Notes on the Editors
Karl Enenkel
is Professor of Medieval Latin and Neo-Latin at the University of Münster (Germany). Previously he was Professor of Neo-Latin at Leiden University (Netherlands). He is a member of the Royal Netherlands Academy of Arts and Sciences. He has published widely on international Humanism, early modern culture, paratexts, literary genres 1300–1600, Neo-Latin emblems, word and image relationships, and the history of scholarship and science. Among his major book publications are Francesco Petrarca: De vita solitaria, Buch 1. (1991), Die Erfindung des Menschen. Die Autobiographik des frühneuzeitlichen Humanismus von Petrarca bis Lipsius (2008), and Die Stiftung von Autorschaft in der neulateinischen Literatur (ca. 1350–ca. 1650). Zur autorisierenden und wissensvermittelnden Funktion von Widmungen, Vorworttexten, Autorporträts und Dedikationsbildern (2014). He has (co-)edited and co-authored some 25 volumes, among others, Modelling the Individual. Biography and Portrait in the Renaissance (1998), Recreating Ancient History (2001), Mundus Emblematicus. Studies in Neo-Latin Emblem Books (2003), Cognition and the Book (2004), Petrarch and his Readers (2006), Early Modern Zoology (2007), The Sense of Suffering. Constructions of Physical Pain in Early Modern Culture (2009), The Neo-Latin Epigram (2009), Meditatio – Refashioning the Self. Theory and Practice in Late Medieval and Early Modern Intellectual Culture (2011), Portuguese Humanism (2011), The Authority of the Word (2011), Discourses of Power. Ideology and Politics in Neo-Latin Literature (2012), The Reception of Erasmus (2013), Transformation of the Classics (2013), Die Vita als Vermittlerin von Wissenschaft und Werk (2013), Neo-Latin Commentaries and the Management of Knowledge (2013), Discourses of Anger in the Early Modern Period (2015), Jesuit Image Theory (2016), and Emblems and the Natural World (2017). He has founded the international series Intersections (Brill); Proteus. Studies in Early Modern Identity Formation; Speculum Sanitatis: Studies in Medieval and Early Modern Medical Culture (500–1800) (both Brepols), and Scientia universalis. Studien und Texteditionen zur Wissensgeschichte der Vormoderne (LIT-Verlag).
Anita Traninger
is Professor of Romance Literatures at Freie Universität Berlin, where she is the director of two multi-annual research projects: one on Lope de Vega’s decisive role in the development of the Spanish Golden Age novel, which is part of a research group on “Discursivizations of the New”; and one in the framework of the Collaborative Research Centre “Episteme in Bewegung”, on the ‘question’ as an epistemic genre in the French learned societies of the seventeenth and eighteenth centuries.

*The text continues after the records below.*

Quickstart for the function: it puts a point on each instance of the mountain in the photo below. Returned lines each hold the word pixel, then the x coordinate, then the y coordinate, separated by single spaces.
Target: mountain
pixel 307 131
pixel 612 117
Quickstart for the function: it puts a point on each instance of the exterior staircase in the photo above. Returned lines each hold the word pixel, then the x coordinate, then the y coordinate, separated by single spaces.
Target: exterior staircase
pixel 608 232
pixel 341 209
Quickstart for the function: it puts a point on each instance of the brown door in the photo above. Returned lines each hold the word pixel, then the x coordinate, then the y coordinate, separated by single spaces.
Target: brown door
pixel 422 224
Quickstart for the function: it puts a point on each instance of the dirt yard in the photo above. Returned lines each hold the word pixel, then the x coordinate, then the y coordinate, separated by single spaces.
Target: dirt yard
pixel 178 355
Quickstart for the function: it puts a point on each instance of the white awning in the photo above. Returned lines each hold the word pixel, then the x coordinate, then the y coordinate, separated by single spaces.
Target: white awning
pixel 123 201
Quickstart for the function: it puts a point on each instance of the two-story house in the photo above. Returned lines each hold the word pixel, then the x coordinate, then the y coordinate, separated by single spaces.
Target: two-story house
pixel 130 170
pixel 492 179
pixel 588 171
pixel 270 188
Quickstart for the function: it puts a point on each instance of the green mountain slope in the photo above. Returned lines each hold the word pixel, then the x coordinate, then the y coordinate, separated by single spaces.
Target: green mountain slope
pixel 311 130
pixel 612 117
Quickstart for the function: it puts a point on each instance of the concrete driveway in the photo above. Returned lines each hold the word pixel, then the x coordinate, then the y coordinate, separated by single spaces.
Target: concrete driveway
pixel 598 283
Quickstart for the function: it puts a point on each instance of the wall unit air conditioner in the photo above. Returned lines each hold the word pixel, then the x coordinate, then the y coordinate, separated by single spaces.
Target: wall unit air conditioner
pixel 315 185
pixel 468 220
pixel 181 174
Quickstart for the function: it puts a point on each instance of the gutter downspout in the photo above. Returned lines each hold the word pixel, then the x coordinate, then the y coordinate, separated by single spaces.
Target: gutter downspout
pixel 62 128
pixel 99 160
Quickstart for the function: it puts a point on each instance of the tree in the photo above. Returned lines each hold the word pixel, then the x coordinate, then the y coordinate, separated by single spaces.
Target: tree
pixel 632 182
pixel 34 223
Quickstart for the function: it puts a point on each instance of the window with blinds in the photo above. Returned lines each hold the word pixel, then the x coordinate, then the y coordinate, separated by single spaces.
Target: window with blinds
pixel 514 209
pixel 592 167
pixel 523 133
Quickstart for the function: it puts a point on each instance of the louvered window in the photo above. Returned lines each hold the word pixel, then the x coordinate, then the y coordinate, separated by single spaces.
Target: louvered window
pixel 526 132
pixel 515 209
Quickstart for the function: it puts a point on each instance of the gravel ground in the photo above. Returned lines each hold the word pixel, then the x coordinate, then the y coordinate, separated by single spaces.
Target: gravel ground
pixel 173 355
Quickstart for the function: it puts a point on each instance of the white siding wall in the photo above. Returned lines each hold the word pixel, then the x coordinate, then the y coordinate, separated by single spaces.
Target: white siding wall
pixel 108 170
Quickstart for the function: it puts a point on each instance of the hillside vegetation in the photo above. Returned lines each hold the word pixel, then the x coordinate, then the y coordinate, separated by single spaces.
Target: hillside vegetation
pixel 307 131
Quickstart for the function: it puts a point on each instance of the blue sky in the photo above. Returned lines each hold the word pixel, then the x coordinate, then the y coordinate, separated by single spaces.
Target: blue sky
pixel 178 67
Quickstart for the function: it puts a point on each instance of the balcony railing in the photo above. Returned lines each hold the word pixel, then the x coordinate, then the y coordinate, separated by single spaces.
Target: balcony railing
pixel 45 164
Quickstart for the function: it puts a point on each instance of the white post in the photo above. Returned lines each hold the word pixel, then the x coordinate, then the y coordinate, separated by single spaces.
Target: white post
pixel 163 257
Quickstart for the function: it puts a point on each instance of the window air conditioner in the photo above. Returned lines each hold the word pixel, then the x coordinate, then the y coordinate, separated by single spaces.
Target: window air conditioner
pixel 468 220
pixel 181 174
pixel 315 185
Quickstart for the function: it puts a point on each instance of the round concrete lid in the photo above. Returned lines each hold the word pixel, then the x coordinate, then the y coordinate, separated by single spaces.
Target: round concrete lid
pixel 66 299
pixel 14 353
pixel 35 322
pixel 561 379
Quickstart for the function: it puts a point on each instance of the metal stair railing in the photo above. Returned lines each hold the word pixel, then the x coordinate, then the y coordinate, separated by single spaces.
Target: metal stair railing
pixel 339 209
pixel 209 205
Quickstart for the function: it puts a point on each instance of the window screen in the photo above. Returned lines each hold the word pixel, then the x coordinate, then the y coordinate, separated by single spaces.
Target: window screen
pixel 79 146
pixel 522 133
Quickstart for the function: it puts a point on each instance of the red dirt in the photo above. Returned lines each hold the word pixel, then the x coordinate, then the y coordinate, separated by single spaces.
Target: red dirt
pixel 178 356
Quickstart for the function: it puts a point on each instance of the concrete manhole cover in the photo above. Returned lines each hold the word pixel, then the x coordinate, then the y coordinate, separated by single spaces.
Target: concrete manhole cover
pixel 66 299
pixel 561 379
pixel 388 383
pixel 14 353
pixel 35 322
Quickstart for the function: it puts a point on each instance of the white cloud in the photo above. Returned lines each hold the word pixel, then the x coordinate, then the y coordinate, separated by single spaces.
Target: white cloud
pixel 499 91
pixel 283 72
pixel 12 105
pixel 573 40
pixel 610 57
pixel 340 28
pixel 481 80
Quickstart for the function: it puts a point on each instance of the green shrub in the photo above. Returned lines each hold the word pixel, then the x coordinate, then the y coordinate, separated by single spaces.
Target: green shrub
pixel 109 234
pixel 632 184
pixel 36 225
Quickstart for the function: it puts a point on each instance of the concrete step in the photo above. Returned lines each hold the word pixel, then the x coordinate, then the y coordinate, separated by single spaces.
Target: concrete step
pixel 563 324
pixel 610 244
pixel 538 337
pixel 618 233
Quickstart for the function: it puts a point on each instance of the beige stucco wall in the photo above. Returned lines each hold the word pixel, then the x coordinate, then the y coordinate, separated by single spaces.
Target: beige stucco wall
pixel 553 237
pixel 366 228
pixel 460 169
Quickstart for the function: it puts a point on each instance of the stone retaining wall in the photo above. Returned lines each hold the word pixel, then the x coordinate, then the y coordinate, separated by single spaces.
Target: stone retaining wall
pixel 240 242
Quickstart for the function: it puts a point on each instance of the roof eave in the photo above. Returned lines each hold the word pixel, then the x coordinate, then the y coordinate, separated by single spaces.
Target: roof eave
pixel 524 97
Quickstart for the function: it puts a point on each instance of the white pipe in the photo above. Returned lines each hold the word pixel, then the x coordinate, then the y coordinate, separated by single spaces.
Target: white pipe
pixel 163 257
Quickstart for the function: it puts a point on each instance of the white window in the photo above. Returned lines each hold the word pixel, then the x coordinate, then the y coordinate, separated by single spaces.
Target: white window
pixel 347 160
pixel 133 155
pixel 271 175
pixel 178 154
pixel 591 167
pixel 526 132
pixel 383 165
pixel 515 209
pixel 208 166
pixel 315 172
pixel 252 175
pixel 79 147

Her areas of research include the history and theory of rhetoric, logic and literature, transcultural networks in European literature and discourses of knowledge from the late Middle Ages to the nineteenth century, the history of gender and institutions, and historical shifts of the fact/fiction divide.
Among her book publications are Mühelose Wissenschaft. Rhetorik und Lullismus in den deutschsprachigen Ländern der Frühen Neuzeit (2001), Macht Wissen Wahrheit, ed. with K.W. Hempfer (2005), Dynamiken des Wissens, ed. with K.W. Hempfer (2007), Fiktionen des Faktischen in der Renaissance, ed. with U. Schneider (2010). Her most recent book publications are on practices of conflict and genres of debate shared by and jointly shaped by scholasticism and humanism (Disputation, Deklamation, Dialog. Medien und Gattungen europäischer Wissensverhandlungen zwischen Scholastik und Humanismus, 2012), on The Emergence of Impartiality (ed. with K. Murphy, 2014), and on Discourses of Anger in the Early Modern Period (ed. with Karl A.E. Enenkel, 2015).